Em outro trabalho Wertzner et al (2003a) observaram a presença dos processos de frontalização de palatal e de velar e posteriorização para palatal e para velar e, compararam o PCC e o julgamento perceptivo do grau de gravidade e inteligibilidade, em crianças com transtorno fonológico. Os resultados indicaram que os julgamentos perceptivos da gravidade e inteligibilidade estão relacionados não somente ao tipo de processo, mas também ao número diferente de processos e ao número total de ocorrências de processos fonológicos na amostra de fala.
Recentemente, Wertzner et al (2004) relataram uma pesquisa que teve por objetivo classificar perceptivamente a inteligibilidade de fala de sujeitos com transtorno fonológico e relacionar essa classificação ao uso de processos fonológicos. Apontaram que o transtorno fonológico apresentado pelos sujeitos estudados foi bastante influenciado por nove processos fonológicos de desenvolvimento (PFD), que por ordem decrescente de ocorrência foram: simplificação do encontro consonantal, simplificação de líquidas, eliminação da consoante final, frontalização da palatal, ensurdecimento de fricativas, ensurdecimento de plosivas, plosivação de fricativas, frontalização de velar e posteriorização para palatal. Quanto ao julgamento da inteligibilidade de fala no nível bom os processos que mais apareceram foram SL e SEC que por serem característicos do final de aquisição parecem não causar interferência na inteligibilidade. No nível regular os processos de EF e FP foram os mais ocorrentes resultando num julgamento mais comprometido da inteligibilidade. Já a grande ocorrência do PF no nível insuficiente acrescida dos demais processos, parece ter contribuído para a diminuição da inteligibilidade.
Relacionado ainda a questão do diagnóstico do transtorno fonológico a literatura aponta que na avaliação fonoaudiológica, além da análise fonológica, deve-se fazer um levantamento das capacidades cognitivas, lingüísticas, neuromotoras, das estruturas e funções orais, da audição, fluência, voz e dos aspectos suprasegmentais da fala .

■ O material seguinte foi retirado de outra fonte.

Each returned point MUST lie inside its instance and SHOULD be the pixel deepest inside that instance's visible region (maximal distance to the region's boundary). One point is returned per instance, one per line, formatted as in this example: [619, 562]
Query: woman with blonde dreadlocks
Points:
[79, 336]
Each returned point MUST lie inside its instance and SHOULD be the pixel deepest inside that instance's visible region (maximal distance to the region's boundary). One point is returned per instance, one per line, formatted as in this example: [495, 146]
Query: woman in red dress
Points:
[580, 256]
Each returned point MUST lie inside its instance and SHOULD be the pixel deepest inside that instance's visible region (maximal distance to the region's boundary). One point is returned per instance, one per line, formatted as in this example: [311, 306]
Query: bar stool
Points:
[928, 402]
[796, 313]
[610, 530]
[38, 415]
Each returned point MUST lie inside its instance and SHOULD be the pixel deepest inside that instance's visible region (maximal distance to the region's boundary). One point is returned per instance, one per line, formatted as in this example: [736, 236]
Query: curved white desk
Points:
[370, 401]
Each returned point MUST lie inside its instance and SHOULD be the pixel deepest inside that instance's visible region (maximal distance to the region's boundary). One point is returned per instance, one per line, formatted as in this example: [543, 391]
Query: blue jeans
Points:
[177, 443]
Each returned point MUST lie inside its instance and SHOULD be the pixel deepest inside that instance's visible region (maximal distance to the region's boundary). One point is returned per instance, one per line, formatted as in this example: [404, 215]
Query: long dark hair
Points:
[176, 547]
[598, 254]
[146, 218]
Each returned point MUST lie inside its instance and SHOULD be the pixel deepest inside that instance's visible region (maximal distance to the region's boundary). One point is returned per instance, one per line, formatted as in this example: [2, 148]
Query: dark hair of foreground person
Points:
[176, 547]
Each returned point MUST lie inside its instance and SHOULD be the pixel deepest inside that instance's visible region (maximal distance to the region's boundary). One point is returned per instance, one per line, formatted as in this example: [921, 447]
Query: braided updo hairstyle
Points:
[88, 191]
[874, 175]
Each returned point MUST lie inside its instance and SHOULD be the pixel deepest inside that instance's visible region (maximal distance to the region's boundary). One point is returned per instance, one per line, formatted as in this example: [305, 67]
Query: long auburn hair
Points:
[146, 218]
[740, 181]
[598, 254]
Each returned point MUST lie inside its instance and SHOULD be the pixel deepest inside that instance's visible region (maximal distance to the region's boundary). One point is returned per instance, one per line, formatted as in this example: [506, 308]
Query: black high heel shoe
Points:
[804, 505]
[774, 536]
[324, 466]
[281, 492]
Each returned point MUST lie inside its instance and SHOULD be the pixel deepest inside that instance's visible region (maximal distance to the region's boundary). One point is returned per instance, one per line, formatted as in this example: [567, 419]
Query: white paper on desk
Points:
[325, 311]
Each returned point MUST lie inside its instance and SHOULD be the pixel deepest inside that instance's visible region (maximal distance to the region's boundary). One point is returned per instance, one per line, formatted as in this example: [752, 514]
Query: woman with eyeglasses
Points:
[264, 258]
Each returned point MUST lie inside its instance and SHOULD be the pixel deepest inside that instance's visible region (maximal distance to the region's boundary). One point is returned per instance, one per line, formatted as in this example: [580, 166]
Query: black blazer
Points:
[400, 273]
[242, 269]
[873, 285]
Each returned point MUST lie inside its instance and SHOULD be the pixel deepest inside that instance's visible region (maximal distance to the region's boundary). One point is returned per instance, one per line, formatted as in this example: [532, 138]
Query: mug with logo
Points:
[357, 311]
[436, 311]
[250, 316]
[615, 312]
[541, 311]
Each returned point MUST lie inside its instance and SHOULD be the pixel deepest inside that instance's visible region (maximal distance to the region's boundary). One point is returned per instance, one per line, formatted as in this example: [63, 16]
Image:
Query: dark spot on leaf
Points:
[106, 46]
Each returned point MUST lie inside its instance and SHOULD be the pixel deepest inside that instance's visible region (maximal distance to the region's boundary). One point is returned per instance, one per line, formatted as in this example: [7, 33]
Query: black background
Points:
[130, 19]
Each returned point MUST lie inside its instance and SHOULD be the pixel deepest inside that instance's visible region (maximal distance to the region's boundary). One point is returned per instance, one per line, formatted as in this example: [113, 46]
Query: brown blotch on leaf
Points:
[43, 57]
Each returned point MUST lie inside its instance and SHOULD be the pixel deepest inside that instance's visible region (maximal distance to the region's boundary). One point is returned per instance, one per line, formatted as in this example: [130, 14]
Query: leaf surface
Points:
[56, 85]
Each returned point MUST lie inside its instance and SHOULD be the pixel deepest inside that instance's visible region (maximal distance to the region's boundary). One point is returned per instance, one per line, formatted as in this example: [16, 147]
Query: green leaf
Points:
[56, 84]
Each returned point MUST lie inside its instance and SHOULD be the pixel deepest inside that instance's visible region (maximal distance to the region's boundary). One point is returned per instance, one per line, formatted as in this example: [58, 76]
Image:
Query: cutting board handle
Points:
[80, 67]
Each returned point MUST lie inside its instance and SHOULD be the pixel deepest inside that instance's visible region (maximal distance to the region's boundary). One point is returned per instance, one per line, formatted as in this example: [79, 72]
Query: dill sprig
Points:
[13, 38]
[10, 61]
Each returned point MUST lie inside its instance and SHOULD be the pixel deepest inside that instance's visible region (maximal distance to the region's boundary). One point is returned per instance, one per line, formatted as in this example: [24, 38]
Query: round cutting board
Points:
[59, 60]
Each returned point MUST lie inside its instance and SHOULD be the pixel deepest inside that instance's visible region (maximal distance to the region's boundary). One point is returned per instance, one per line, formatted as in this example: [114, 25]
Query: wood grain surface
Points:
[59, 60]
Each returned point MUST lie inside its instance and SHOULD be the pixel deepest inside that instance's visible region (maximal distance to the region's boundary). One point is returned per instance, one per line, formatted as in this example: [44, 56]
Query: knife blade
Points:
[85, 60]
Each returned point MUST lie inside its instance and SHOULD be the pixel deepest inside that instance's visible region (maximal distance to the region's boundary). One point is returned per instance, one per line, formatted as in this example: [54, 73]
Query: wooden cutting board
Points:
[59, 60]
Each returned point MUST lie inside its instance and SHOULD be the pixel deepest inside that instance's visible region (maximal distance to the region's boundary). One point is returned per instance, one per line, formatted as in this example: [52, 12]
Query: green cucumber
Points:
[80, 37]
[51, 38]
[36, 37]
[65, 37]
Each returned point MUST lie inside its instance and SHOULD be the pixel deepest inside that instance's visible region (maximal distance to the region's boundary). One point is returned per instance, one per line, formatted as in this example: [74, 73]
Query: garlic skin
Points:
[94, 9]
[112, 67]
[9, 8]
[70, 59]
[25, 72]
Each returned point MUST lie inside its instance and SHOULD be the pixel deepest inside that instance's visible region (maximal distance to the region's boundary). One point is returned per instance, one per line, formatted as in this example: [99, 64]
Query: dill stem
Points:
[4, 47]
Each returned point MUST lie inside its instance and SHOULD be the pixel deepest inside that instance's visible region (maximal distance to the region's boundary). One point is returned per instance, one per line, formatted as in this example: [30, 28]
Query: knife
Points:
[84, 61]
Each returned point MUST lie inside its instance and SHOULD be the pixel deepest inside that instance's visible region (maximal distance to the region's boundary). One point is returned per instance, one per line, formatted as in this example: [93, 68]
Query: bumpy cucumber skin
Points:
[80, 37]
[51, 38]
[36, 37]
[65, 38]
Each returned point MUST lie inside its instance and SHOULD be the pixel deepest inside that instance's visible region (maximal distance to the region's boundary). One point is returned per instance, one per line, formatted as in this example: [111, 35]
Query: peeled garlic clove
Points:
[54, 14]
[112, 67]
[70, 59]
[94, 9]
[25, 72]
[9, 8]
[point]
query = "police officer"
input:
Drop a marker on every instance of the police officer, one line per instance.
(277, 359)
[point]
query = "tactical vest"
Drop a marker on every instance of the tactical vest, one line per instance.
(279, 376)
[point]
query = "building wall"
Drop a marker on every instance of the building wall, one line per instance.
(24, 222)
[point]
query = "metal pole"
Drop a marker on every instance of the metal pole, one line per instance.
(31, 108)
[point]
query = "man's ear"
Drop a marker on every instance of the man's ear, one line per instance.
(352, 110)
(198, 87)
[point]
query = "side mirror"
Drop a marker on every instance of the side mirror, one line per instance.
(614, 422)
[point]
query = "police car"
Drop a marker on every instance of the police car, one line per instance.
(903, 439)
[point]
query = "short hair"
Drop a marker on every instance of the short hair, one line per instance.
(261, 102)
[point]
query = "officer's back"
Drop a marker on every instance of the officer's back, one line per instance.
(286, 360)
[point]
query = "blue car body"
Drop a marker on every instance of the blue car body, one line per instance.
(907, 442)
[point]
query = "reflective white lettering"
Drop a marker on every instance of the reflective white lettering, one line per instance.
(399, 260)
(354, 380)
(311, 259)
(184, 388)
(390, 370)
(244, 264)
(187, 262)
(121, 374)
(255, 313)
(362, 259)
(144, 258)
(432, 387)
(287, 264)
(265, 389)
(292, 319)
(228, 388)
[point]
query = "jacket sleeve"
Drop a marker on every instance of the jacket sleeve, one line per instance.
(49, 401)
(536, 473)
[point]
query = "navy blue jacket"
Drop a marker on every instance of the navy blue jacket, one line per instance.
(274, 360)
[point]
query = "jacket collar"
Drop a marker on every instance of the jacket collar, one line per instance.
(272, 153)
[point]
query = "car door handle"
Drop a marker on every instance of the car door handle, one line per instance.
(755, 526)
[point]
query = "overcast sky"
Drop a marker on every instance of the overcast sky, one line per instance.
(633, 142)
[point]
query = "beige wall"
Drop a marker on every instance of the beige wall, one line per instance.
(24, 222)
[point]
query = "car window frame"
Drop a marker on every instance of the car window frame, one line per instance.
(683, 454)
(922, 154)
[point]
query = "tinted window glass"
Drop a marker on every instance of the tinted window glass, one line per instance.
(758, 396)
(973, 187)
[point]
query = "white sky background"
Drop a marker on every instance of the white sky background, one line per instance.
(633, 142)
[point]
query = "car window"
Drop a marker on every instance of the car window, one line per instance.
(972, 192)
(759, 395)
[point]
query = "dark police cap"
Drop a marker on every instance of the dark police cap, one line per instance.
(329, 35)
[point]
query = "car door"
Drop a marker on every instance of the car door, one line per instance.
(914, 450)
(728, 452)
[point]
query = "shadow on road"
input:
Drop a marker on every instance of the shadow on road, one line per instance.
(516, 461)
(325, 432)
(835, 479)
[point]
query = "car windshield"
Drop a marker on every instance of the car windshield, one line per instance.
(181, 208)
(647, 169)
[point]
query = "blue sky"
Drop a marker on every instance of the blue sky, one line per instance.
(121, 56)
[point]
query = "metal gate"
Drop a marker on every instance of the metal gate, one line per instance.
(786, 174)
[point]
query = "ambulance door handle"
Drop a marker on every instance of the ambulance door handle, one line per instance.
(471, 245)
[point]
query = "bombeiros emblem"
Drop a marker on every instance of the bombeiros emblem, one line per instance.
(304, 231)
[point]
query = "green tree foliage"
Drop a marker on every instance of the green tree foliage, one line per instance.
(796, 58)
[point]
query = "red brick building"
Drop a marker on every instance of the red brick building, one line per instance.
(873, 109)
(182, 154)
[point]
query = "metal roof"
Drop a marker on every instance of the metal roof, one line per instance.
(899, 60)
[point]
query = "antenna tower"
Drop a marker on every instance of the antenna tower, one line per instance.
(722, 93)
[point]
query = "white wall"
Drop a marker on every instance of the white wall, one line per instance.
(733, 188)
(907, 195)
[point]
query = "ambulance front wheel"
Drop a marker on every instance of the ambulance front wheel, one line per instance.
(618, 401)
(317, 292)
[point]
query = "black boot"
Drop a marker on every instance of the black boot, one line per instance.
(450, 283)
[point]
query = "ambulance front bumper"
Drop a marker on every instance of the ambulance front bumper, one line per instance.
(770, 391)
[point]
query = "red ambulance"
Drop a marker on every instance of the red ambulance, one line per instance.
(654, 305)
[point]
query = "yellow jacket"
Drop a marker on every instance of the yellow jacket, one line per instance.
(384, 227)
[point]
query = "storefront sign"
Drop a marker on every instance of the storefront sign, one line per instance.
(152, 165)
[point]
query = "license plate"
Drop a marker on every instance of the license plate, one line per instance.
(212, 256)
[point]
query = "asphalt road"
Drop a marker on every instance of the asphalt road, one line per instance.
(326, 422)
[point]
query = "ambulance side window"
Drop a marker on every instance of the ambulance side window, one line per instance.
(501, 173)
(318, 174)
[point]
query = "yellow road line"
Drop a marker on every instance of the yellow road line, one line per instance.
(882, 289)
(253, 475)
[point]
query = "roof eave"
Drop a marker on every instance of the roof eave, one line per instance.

Pesquisas mostram que crianças com alterações fonológicas apresentam alterações na qualidade vocal. Na medida em que os traços suprasegmentais mostram-se importantes para diferenciar os quadros de distúrbio fonológico (Kent, 2000), medidas acústicas tais como freqüência fundamental e intensidade são indicadas como importantes para esse tipo de estudo.
Wertzner et al (2003c) estudaram as características vocais relacionadas à intensidade e freqüência fundamental e seus índices de perturbação - jitter e shimmer - em crianças com transtorno fonológico falantes do Português Brasileiro. A análise da freqüência fundamental (Fo), jitter, shimmer e intensidade foram realizadas a partir da obtenção da emissão isolada e sustentada das vogais /a/, /e/, e /i/, que foram analisadas no Computerized Speech Lab (CSL), fabricado pela Kay Elemetrics - modelo 4300B. Houve evidências que a Fo da vogal /e/ diferenciou o GDF do GC, assim como a intensidade. Esses resultados apontam a necessidade de mais estudos dessas características que podem ser utilizadas para complementar o diagnóstico do transtorno fonológico.
Outras medidas como a velocidade de fala e a estimulabilidade de fala devem ser feitas para o diagnostico fonológico, assim como testes do processamento fonológico.
Dessa forma, vários instrumentos devem ser utilizados para que se possam diferenciar as alterações fonológicas e promover o tratamento adequado.